Pawlett makes this goal. As soon as Wilo Flood picks the ball up from deep, Pawlett runs into the open space to continue the attack. One he receives the ball he's got so much room in front of him to drive the move forward, eventually releasing Niall McGinn on the left who crosses for Calvin Zola to score. Whether this is a young player learning, a built in ability or just his enthusiasm to stay involved, it is exactly this type of play that has made him an invaluable piece of Aberdeen's attack this season. Shown in the next clip is another example.




Compare and contrast the two Zola goals and it shows just how much license to roam Pawlett has in the Aberdeen attack. It demonstrates the confidence his manager has in his ability to use his instincts and detect the space in which to attack. Also note the ability to kill the ball with one touch, on the run, and the quality of the cross into the six yard box.




While his pace can only be used in instances where the game his stretch, his general quickness always makes him a threat, even in crowded areas. This clip also underlines a skill prevalent in two of the other examples: his ambidexterity. Pawlett has scored two goals this season and both have been with his left foot, which he attempts the shot with here. However, as evidenced by clip number two, his right foot is clearly his preferred side. It's such a weapon just to have confidence in either foot as so many players have their careers held back by being too limited.
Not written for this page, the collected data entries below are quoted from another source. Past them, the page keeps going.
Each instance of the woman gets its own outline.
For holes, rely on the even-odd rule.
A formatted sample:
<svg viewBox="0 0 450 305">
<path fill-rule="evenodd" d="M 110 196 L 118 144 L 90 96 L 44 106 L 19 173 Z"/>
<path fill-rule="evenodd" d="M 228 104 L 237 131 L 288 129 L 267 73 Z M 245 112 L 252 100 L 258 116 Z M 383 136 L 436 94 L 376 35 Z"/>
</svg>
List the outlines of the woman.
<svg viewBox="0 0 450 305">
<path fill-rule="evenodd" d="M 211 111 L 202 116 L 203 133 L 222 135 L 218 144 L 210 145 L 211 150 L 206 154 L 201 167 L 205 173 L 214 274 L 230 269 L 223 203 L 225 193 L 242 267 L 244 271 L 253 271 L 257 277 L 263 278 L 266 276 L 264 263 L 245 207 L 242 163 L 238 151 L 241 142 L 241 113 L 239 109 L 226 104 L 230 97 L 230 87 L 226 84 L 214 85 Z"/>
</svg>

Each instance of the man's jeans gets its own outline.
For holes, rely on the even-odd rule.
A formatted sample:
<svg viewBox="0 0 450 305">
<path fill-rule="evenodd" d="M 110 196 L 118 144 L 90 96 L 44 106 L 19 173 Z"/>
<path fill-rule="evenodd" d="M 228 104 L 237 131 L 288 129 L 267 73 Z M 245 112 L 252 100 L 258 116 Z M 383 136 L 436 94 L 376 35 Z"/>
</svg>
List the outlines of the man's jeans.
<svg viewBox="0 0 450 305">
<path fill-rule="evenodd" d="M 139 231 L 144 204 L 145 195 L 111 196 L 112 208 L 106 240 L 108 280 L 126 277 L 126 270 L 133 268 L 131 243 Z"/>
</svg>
If he were exclusively right footed then he would have been forced to allow the ball to drift a little before shooting, using up valuable time that could have enabled Ross Draper the chance to break up the play. He lacks shot accuracy right now but that is definitely something he can work on, and with his energy and movement he could easily turn himself into a double digit goalscorer one day.





As stated in the introduction, he doesn't have the body for playing in the centre of the park. He's short, fairly slight and doesn't fit the typical 'mix-it-up' prototype apparently needed to play in the 'engine room'. What he has, illustrated by the clip, is a real tenacity that he uses to get in the faces of opponents through his tireless energy. This is where he fits in perfectly to the current Aberdeen set-up. Ryan Jack, Wilo Flood, Johnny Hayes: these are all undersized midfield players, but they all have incredible work rate and the ability to hunt down the ball in packs. Pawlett is another member of that swarming group. That why, had this positional switch occurred at another time or at another point in his career, it might not have worked out for him. That's why it's in the best interests of both player and club to get a new deal hammered out, so he can continue his develop underneath the management that discovered his hidden talents.